Soon a sweet breeze came through the boughs of the green wood. A young woman stood before him, small birds of dazzling colour hummed around her shoulders, the new moon was in her hair and she carried a sceptre with the morning star shining at its very point. On her back was an ornate bow and quiver of ebony coloured arrows, each with a differing star constellation carved delicately onto its stem.

When she spoke her breath was like honeysuckle and her tone strong but calm. She told him of an Island, far to the west, over nine waves. She spoke of it as a place where he would reign and establish a culture.

It was a place of bee and boar, great endlessly stretching oak forest, its western tip heavy with apples, its northern point sprinkled white with hoare-frost. It was always ancient, always a dream of a lonely god, always a ground for lovers to get lost in. Its land was not threadbare with human hand, the burgundy soil remained un-toiled, trees bent forward to share their fruit.

The river water alone was fit for the goblet of a queen, the sows udders was rich with milk, gold glittered in shingle, the stream was fat with pike. She spoke of a place where you could hunt for a thousand years with hawk, horse and hound and not dint the wild harvest. The stag would cross the lonely loch for a hunter who sang at dusk. In spring the meadows were ablaze with wild flower, like cups of honey. In winter the forest gave its seasoned timber to fires that never went out. In that snowy time the cup warmed with mead, belly filled with smoked meats and the tongue uncurled all the stories that bound weather, tribe and place together.

For the roe-deer there was the succulent tip of hazel shoots to nibble on, for fallow deer the ash, elm and hawthorn. Even the rook sang love songs to the worm – their gutterbrawl caw was somehow sweeter on this island. It becomes an incant, a hedgerow ballad, a raised lament. The animals powers were hot here, around, charged.

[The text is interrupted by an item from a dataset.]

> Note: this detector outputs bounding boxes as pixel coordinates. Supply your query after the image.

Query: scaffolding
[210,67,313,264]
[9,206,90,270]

The young woman had sisters and brothers there. Divinities. Arianrhod – owl faced, ebony skinned, hair like a corn flood. Spider webs pour from her hands as she decides fates webs in our lives, ivy flanks her thighs and rump. She can forgive, and she can be Holy Terror. Cernunnos, moon-lover, horned radiance, dweller of the grove, strong-loined seed giver.
Utterly beloved by the people.

In a land like that, men eyes were firm and untroubled, in a land like that a woman’s mind arched out a hundred miles and knew she a hawk, or a defender of the waterfall. And the name? The name was Albion.